JoeBusiness ::: Twilight, Ke$ha’s ‘Special Friends’ And I’m A Celebrity

The Twilight Saga: Breaking Dawn Part 2 Premiere - London

Hello and welcome to the inevitable Twilight edition of JoeBusiness. Whether you’re a ‘TwiHard’ or, as I am, Twying your best to ignore it you simply cannot avoid the fact that the final instalment of the supernatural saga is out this week. There have been premieres all over the world, Leicester Square was shut down on Wednesday, and teenage girls and their very patient mothers have been camping out for days to catch a glimpse of the stars. In Leicester Square these dedicated little vamp enthusiasts have been placed behind metal fencing, for who’s safety I’m not sure, but it does give the impression of walking past a prison camp. For anyone unwittingly showing their incredulity at why anyone would go through such an ordeal to maybe get a fingertip on Taylor Lautner’s coiffured bonce the scene would be reminiscent of that bit in Jurassic Park where the raptors approach the edge of the cage with their unblinking yellow eyes… unnerving stuff.
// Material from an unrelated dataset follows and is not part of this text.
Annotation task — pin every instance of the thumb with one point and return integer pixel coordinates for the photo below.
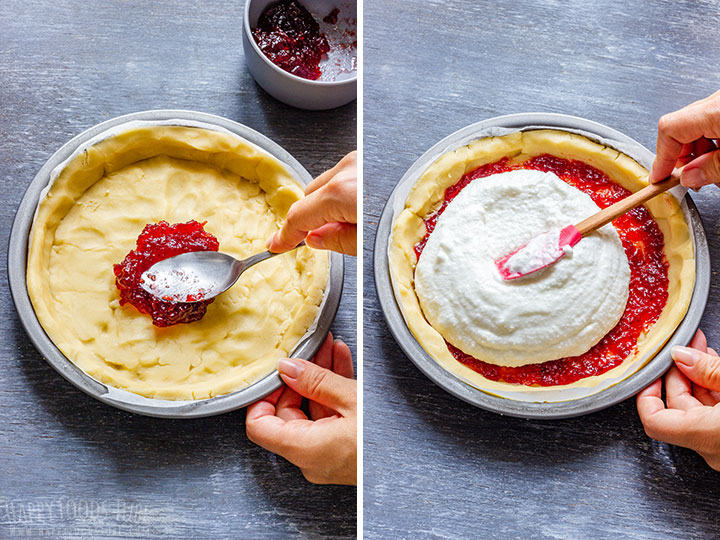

Although I don’t understand it, I don’t have an issue with this level of fandom, it just rather perplexes me in the sense that the three central protagonists of the Twilight saga are so fundamentally unlikeable. Bella is a moany little twerp, who’s intent on pursuing a relationship with Edward with no regard for the feelings of her family and simultaneously leading Jacob on. Edward, unfathomably, manages to be a bloodthirsty monster, representing one of the most base and ancient fears of mankind and yet still be boring, constantly moralising and mooning over Bella (God knows why). Now we come to Jacob, the most likeable of the trio but still a muppet for his consistent pursuit of the unpleasant Bella. I am aware that the teenage girls who make up the core demographic of ‘TwiHards’ are prescribing to a paradigm of chivalric values that they simply don’t see in their male classmates, who think the height of courtship is to fart on their hand and gallantly offer the lady in question a sample (legends!) but as women have been finding out for centuries, these perfect men don’t exist so more often than not you’ll have to settle for stinky palm, who’ll grow up to be a perfectly nice bloke and a lot more fun than Edward or Jacob.
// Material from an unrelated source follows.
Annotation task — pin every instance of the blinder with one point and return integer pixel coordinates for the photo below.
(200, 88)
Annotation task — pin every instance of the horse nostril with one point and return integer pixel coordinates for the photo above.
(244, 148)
I know I’m not the target market and hence the fact it’s lost on me is of little consequence to the execs at Lionsgate when they’re constructing life-sized jumbo jets out of $100 bills but the way I approach the characters in Twilight is to imagine going for a drink with them… You know that despite being out with two vampires and a werewolf you’d be forking out 50ps to play Who Wants to be a Millionaire on the quiz machine just to have something to talk about… And I bet Edward wouldn’t even drink… bell end.
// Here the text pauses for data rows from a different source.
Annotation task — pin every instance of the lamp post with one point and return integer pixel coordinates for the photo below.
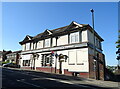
(94, 44)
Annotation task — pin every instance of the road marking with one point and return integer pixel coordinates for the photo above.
(30, 84)
(58, 80)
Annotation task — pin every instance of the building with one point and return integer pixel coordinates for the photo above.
(66, 50)
(14, 57)
(3, 54)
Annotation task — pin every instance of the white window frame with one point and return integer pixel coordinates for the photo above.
(74, 37)
(47, 43)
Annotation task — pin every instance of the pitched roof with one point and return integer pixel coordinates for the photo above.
(59, 31)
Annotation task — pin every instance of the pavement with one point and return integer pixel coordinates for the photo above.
(76, 81)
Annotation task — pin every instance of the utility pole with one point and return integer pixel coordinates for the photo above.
(94, 57)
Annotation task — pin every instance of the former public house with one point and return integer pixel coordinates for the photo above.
(75, 49)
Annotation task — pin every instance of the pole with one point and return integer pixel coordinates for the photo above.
(93, 43)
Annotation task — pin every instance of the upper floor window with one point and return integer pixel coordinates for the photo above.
(47, 42)
(74, 37)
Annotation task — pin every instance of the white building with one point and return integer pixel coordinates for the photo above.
(74, 43)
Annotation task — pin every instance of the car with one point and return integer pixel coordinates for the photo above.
(12, 65)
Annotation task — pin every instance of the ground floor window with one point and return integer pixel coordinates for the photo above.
(26, 62)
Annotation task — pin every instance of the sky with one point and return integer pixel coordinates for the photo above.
(31, 18)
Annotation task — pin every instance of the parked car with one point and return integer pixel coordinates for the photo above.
(11, 65)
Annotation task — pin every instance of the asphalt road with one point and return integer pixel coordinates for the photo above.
(12, 78)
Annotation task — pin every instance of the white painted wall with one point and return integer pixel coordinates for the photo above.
(25, 57)
(90, 37)
(27, 46)
(31, 46)
(23, 47)
(47, 42)
(85, 36)
(74, 37)
(62, 40)
(53, 42)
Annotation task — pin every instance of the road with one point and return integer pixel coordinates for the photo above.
(12, 78)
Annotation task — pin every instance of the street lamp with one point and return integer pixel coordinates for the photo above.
(93, 43)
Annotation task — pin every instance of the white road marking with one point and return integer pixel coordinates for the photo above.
(30, 84)
(58, 80)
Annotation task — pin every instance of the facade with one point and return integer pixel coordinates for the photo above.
(14, 57)
(3, 54)
(66, 50)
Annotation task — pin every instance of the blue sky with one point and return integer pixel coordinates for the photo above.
(31, 18)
Innnn other news, Ke$ha, a woman who has built an entire career on auto-tuning and innuendo has admitted she has no time for a relationship and hence has taken many lovers across the globe to satisfy her voracious needs. Fair enough. I just hope her and Harry Styles are never left alone together, as a vortex capable of destroying the universe would surely be created and we’d all be sucked into a rather sticky black hole, doomed to wonder through a parallel reality with nothing but What Makes You Beautiful and Tik Tok playing on loop while we’re forced to watch them copulate like Greek gods atop Olympus.

And finally another series of ITV mainstay I’m A Celebrity has started, featuring the standard bunch of ‘Oh, it’s that bloke off…ummm..hang on I’ll get it’s. Pick of the bunch are darts legend Eric Bristoe, lonely male viewer fodder Helen Flanagan and Tory MP Nadine Dorries. A lot has already been said about the presence of someone who’s wages are paid by the taxpayer on the show means we’ll all know she can’t possibly be working on the behalf of her constituents but she said she has gone on there so the public will be able to identify with MPs and to highlight important issues like ummmm abortion…

I’m not entirely sure how chowing down on a marsupial’s gonads is going to make us all think carefully about a deeply divisive and sensitive issue but being  the elected representative of the people I guess she knows better than me.